I know what you're wondering. You're wondering how much more I can ring out of the Beauty and the Beasts post I put up on 2nd May and referred back to again on 12th May.
You're wondering how someone so seemingly fluid in thought has the nerve to waste your time by chopping on about monsters again.
You're wondering how someone so seemingly infallible is so frightened of the opening 10 minutes of Carry on Screaming he can't bear to watch it. You're wondering how someone so seemingly flawless is even more terrified of balloons than he is of the aforementioned film. You're wondering what any of this has to do with anything.

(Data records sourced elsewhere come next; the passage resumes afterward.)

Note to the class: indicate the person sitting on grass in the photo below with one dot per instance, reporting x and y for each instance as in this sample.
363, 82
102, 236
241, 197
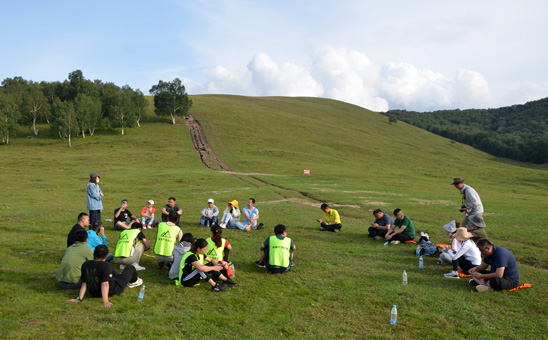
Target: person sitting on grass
466, 257
402, 230
218, 248
178, 252
167, 237
193, 268
210, 214
503, 273
121, 215
68, 274
131, 246
383, 223
277, 252
96, 237
332, 219
251, 215
101, 280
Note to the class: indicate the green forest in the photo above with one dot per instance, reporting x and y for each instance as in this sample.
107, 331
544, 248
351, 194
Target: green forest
518, 132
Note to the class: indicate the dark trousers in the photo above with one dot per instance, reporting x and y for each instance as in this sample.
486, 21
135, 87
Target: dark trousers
94, 216
376, 232
121, 280
401, 237
331, 227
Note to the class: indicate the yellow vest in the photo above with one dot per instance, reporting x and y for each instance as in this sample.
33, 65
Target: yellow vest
165, 239
128, 240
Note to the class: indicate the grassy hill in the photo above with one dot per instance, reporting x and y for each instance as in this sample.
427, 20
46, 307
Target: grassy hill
343, 285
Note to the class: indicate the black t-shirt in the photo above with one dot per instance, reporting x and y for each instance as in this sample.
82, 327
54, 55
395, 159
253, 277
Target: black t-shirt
187, 269
71, 238
96, 272
123, 216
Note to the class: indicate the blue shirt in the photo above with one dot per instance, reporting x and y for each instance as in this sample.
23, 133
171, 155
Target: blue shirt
502, 257
254, 212
94, 240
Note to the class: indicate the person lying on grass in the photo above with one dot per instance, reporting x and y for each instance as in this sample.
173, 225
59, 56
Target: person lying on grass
277, 252
193, 268
101, 280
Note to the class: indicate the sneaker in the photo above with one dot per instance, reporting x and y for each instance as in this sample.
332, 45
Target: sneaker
482, 288
229, 283
218, 288
138, 267
452, 275
136, 283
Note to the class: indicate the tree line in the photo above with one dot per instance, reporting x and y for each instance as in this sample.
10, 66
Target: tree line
518, 132
79, 106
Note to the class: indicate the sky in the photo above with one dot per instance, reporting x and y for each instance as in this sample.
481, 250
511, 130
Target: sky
381, 55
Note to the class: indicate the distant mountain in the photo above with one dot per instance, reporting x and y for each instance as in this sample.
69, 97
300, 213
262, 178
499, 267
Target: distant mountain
518, 132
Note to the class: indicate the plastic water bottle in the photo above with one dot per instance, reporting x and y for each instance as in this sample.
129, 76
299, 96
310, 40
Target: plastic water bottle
141, 294
394, 315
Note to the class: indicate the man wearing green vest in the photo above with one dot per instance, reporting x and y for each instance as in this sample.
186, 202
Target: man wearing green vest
169, 234
277, 252
131, 246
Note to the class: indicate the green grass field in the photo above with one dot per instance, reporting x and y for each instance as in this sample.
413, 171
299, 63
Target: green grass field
343, 285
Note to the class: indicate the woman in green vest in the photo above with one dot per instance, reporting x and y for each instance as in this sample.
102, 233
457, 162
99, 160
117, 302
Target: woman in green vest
193, 268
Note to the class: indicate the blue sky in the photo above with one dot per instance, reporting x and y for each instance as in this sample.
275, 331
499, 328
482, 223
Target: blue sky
415, 55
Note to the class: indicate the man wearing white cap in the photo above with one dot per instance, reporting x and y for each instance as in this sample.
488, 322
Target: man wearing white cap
147, 215
209, 214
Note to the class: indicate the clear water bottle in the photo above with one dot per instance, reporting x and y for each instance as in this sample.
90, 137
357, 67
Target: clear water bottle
141, 294
394, 315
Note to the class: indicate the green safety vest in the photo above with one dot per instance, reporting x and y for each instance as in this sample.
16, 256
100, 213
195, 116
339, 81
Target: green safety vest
128, 240
278, 254
183, 262
165, 239
214, 252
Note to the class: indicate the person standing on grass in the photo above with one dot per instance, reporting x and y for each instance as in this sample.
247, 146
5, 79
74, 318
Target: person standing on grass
169, 207
68, 274
402, 230
193, 268
251, 215
96, 237
169, 234
121, 215
466, 257
131, 246
503, 273
83, 222
94, 202
209, 215
471, 202
277, 252
383, 223
332, 219
101, 280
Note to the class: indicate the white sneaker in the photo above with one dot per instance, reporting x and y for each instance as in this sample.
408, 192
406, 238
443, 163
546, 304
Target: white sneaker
138, 267
136, 283
452, 275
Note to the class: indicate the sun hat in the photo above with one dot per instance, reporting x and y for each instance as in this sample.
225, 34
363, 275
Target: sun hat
450, 227
463, 234
234, 203
457, 180
477, 220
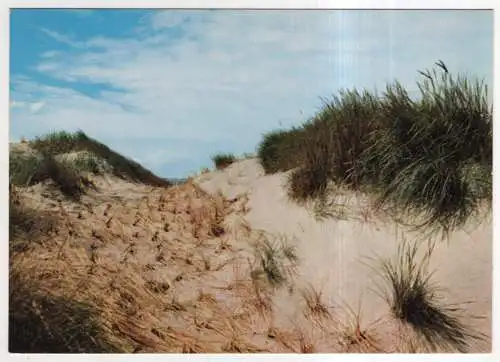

Because as the night and the moon and the stars give up their space for day, I stop in silence to watch the fishing boat pull slow across the sea. And old, half forgotten and half drowned dreams resurface, tugging my memory, begging for life and I'm dazzled by the speed and strength of their recovery. I'm haunted by her face and words I never got to whisper but now I realise the clouds are getting dark and the chill is getting crisper. All the while I stand on the bay in the rain, restlessly waiting for the boat to sail again. One persistent thought bobs up once more and carries through my mind as driftwood carries to the shore: wouldn't it be quite good if a big sea monster ate all them boats up?
There, much clearer isn't it?
So that children, is why monsters are so good. I look at my own personal demons, balloons and the opening 10 minutes of that film and I wouldn't be without those fears, not for a minute. Actually thinking about it, of course I'd prefer to live without them, who wants to be terrified of telly and parties? It's stupid.